I have always bought Upper Deck cards with a bit of reluctance. With the exception of 1993 UD and some other sets here and there, my interest in UD rarely hovered above the curiosity stage. I bought Upper Deck to see what they offered, often didn't like it, then only bought it for Dodgers I could pull.
Upper Deck and I just didn't see things the same way. I like cards with design. Upper Deck often went with as minimal a design as possible. I like well-thought-out, well-researched card backs. Upper Deck went the pictures-and-stilted-text route with its card backs.
For a long time, Upper Deck's strong point were its photos. They were different, creative, sharp. But after awhile everything got to be the same. And, this year especially, I got the impression that Upper Deck was mailing it in.
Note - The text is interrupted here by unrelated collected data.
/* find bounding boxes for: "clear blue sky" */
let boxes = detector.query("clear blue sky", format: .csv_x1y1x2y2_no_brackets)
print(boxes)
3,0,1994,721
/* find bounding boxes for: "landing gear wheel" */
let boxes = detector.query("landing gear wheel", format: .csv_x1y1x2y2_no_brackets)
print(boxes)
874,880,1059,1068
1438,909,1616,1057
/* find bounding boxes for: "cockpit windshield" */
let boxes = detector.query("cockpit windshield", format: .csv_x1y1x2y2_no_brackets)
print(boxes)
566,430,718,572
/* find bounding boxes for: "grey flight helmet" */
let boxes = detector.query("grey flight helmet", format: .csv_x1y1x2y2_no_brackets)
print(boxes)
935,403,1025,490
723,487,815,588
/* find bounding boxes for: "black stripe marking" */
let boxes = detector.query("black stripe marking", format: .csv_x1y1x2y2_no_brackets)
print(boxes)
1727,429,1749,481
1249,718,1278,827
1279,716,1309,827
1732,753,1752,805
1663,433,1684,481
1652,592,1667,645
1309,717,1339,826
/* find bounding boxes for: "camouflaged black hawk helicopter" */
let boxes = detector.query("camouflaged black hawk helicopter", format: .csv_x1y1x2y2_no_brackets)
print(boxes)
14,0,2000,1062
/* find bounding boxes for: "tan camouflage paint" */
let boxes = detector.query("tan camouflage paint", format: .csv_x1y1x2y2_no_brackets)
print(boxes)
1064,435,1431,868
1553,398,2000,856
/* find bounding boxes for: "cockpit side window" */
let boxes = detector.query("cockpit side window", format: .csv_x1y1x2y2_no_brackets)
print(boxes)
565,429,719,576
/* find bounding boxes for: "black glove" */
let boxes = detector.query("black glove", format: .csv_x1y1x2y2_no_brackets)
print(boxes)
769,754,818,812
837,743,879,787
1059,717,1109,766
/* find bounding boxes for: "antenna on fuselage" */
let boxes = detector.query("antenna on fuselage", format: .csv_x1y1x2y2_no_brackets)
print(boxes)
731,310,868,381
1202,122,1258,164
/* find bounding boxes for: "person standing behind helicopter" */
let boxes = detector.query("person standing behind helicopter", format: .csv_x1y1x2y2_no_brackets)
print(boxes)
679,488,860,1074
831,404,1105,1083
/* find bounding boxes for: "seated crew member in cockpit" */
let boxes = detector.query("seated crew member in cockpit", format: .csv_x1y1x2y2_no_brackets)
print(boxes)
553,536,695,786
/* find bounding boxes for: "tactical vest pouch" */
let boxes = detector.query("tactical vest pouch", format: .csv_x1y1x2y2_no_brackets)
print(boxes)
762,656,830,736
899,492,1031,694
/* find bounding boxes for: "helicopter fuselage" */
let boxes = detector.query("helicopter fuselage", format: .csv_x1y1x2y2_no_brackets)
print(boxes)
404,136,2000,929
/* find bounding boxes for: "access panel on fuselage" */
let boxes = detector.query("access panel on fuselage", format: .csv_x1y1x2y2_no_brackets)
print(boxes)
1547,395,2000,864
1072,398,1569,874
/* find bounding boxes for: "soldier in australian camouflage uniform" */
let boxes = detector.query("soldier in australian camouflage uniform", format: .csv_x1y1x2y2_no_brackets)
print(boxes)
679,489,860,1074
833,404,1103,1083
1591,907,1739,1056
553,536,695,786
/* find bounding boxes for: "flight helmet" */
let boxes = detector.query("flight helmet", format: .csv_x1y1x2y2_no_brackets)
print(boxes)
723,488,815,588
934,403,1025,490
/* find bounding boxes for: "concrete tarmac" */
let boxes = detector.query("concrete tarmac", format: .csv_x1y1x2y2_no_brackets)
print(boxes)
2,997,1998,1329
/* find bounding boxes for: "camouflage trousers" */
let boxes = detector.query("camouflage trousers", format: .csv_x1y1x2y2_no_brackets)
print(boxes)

Maybe they were mailing it in because they knew this was coming -- that Topps had administered the final knock-out blow and would become MLB's exclusive card maker.
Upper Deck says it's still in the game, that it will continue to manufacture baseball cards of today's players, just without MLB logos and trademarks. I believe UD thinks that will still fly with collectors because the player is more important than a "logo." Well, I am more about the team and tradition and history than the player, and that means I have little interest in buying packs of cards in which logos are airbrushed off of caps and jerseys.
Being able to focus on only one company's cards certainly sounds attractive.
But I know this may lead to issues that I haven't thought through at this early stage. I do know that lack of competition is never good. Collectors have immediately expressed concern that Topps will grow lazy and stale. Speaking as someone who collected during part of Topps' monopoly from the late 1950s to the early 1980s, I never thought things were as stark as collectors make it seem. But I eye Topps' exclusivity warily.
I will miss a few things about Upper Deck: the pictures on the back, its willingness to include overlooked relievers and other fringe players in its sets.
And, I'll miss another thing: UD was the first to regularly put "night cards" in its set. Look at the sets from 1989, 90 and 91. Many more night photos in those sets than anyone elses.
But, unless something changes, I'm finished with Upper Deck. Does that make me happy? I don't know. It's more like a feeling of relief, combined with concern, wariness and curiosity.
So, maybe I was a bit abrupt at the beginning of this post. News of Topps' exclusivity could mean more than one thing to me. And who knows? Maybe in 2010, I'll be buying Upper Deck again. But on Aug. 6, 2009, I don't see that happening.